Pemilih cerdas ,Calon Berkualitas, Pemimpin Berkualitas, bukan Pemilih Memelas, Calon Culas, Pemimpin Ganas. Itulah sebenarnya harapan pada pemilu kali ini. Sosialisasi itu diberikan pada hampir semua desa (PPS). Tapi sudah menyasarkah usaha itu? Tak tahulah kita. Karena calon pemilih belum tentu membacanya. Dan yang membaca pun belum tentu memahaminya.
Sebenarnya siapakah yang bertugas mensosialisasikan hal tersebut. KPU sebagai penyelenggara pemilu atau partai politik sebagai peserta pemilu atau kedua-duanya. Ada hal menarik dari pesan tersebut. Mungkin harapan KPU atau kita semua yang peduli dengan pemilu yang menghabiskan biaya trilyunan rupiah dari anggaran pemerintah. Belum lagi dari parpol dan caleg yang tak terhitung lagi berapa biaya yang mereka keluarkan. Agar pelaksanaan pesta demokrasi menjadi berkualitas dan menghasilkan Anggota Legislatif yang berkualitas pula. Tapi sukseskan harapan itu. Kita lihat saja kenyataan di lapangan.
Pelaksanaan pemilu yang begitu berbeda dari masa orde baru dan masa reformasi perlu pembelajaran lebih massif lagi. Namun terkadang hal tersebut ada pula yang tidak mengharapkan.
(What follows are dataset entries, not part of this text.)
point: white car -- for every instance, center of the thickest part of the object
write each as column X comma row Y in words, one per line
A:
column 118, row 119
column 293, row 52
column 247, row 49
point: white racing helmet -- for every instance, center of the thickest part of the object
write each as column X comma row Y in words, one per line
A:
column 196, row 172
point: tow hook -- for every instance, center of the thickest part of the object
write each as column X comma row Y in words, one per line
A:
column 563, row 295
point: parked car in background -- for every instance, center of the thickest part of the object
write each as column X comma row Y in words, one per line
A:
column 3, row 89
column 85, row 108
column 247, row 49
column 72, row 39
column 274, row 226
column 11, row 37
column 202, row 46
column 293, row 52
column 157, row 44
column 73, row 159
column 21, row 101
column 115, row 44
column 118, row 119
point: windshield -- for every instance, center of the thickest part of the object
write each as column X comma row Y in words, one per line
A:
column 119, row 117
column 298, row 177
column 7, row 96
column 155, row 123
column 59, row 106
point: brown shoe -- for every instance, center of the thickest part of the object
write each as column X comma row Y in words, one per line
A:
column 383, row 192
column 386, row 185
Pemilih yang masa dahulu dibodohkan atau dimasabodohkan dengan pilihannya, sekarang harus belajar menjadi pemilih yang cerdas. Tidak mudah memang, terutama untuk generasi terdahulu (tua), yang sebagian besar masih buta aksara, tidak bisa membaca menjadi kendala tersendiri.Untuk mewujudkan cita-cita tersebut.
Lagi pula parpol, pewaris masa lalu, seakan tidak berharap pemilihnya cerdas. Sehingga tidak ada pembelajaran politik, atau pencerdasan kepada calon pemilihnya. Untuk apa sebenarnya pemilu itu diselenggarakan. Seakan hanya acara rutin lima tahunan saja. Mereka datang menjelang pemilihan, dengan aneka iming-iming yang menggiurkan. Setelah itu kabur tiada peduli lagi kepada pemilih yang telah berkorban membantunya melenggang ke kursi legislatif. Mereka tidak pernah mendidik calon pemilihnya menjadi cerdas. Apa sebab, mungkin jika pemilihnya cerdas, mereka akan dilibas dan tidak digagas, karena terbukti berbuat culas.
Begitu pula rakyat, dibuat apatis, cuek, tak peduli juga, bahwa pilihannya menjadi sumber malapetaka. Rakyat yang mudah lupa.
Mungkin jargon “Pemilih Cerdas, Memilih Calon Berkualitas” akan diplesetkan menjadi “Pemilih Memelas, Memilih Calon yang Memberi tukon beras”. Jadi seperti dalam lagu yang sering kita dengar, “ra tak gagas sing penting iso entuk tukon beras”. Mereka tidak peduli lagi, biar saja yang terpilih menjadi penindas.
Itulah beberapa fenomena yang masih melingkupi kondisi pemilih kita. “Sing penting saiki entuk, senajan mengko remuk”. Demokrasi berkualitas dengan hasil pemimpin berkualitas, seakan masih dalam mimpi. Tetapi bagaimana pun juga, harapan untuk lebih baik itu, harus kita tanamkan dalam diri. Bahwa harapan itu masih ada.
Di antara kemiskinan yang menjadi belenggu untuk mewujudkan kejayaan masa depan adalah kemiskinan tiada mempunyai azzam (tekad) yang kuat untuk menjadi lebih baik. Terlebih lagi jika mental itu telah membelenggu generasi mudah, mungkin tinggal menunggu kehancurannya.
Untuk itu kepada segenap elemen bangsa, mari bersama mewujudkan masa depan yang lebih baik lagi dari kondisi saat ini. Yang lalu biarlah berlalu, mari maju menuju hidup yang lebih bermutu. Terwujudnya tatanan berkualitas, rakyat cerdas, pemimpin cerdas.
Salam damai dan semangat memperbaiki diri.